Bitmovin website and dashboard are down - Services work properly
Incident Report for Bitmovin Inc
Postmortem

Summary

A kubernetes API version incompatibility caused a proxy component to fail. This led to an outage of the public website, dashboard, demos and documentation pages. The engineering team identified the problem and implemented a fix by bringing up a replacement proxy.

Date

The incident occurred on February 27, 2023 between 15:40 and 18:54. All times are in UTC.

Root Cause

Bitmovin uses a reverse proxy in front of the public website, dashboard, docs and demo pages. The technology used for this proxy are multiple instances of a Nginx Kubernetes Ingress Controller. The Kubernetes cluster on which these instances were running, was automatically upgraded to a newer version by our Cloud Provider. This newer version also deprecated APIs that were required for the operation of the proxy (Nginx-Ingress-Controller). This caused the proxy to fail to restart and thus no traffic could be served to properties residing under https://bitmovin.com/*

Implications

The public website https://bitmovin.com and the web applications hosted on that domain (dashboard, docs and demo pages) were not reachable and could not be used by customers. Our API, analytics and player licensing were not affected.

Remediation

After identifying the issue the engineering team started with multiple approaches to fix the problem. The most viable solution was shortly selected and the team started to bring up a new proxy instance outside the cluster. Step by step the applications were configured again in the proxy and checked for correct operation and monitored.

Timeline

2023-02-27 15:40
Internal monitoring alerted the teams about the incident.‌

2023-02-27 15:48
The Engineering team started investigating the incident.

2023-02-27 16:00
The faulty proxy component was identified and the engineering team started attempts to upgrade to a compatible version of Nginx Kubernetes Ingress Controller.

2023-02-27 17:13
Attempts to upgrade the existing proxy component were abandoned and the engineering team started provisioning a bare-metal Nginx reverse proxy to resolve the situation.

2023-02-27 17:48
The Bitmovin Dashboard was online again.

2023-02-27 18:20
The Bitmovin Website and the demo pages were available again.

2023-02-27 18:41
The Bitmovin documentation was available again. The Engineering team kept monitoring.‌

2023-02-27 18:54
The incident was resolved.

Prevention

The engineering team will adjust the monitoring, alerting and internal processes to better handle kubernetes version incompatibilities of the affected cluster.

The new proxy setup will also be extended to increase its resilience and it will be fully integrated into the existing configuration, deployment, alerting and monitoring tooling.
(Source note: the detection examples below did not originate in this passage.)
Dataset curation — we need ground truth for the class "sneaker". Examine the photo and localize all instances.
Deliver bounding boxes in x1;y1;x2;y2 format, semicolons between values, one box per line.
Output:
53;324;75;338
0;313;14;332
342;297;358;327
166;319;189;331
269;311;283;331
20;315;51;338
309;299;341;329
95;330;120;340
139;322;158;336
This is part of an ongoing improvement specifically for the proxy component that was already planned and will lead to a simpler and better maintainable setup with no external cloud provider dependencies.

Posted Mar 01, 2023 - 12:58 UTC

Resolved
This incident has been resolved.
Posted Feb 27, 2023 - 18:54 UTC
Monitoring
The documentation is back online as well and we are moving into a monitoring stage.
Posted Feb 27, 2023 - 18:41 UTC
Update
Our website and demos are back online, we are working on getting our documentation back to life.
Posted Feb 27, 2023 - 18:20 UTC
Update
We managed to bring bitmovin.com/dashboard back online and are continuing to fix the issue for all affected properties.
Posted Feb 27, 2023 - 17:48 UTC
Identified
The team is working on getting the website and dashboard back online. Bitmovin API, Player Licensing, and Analytics Service are unaffected and function properly.
Posted Feb 27, 2023 - 17:13 UTC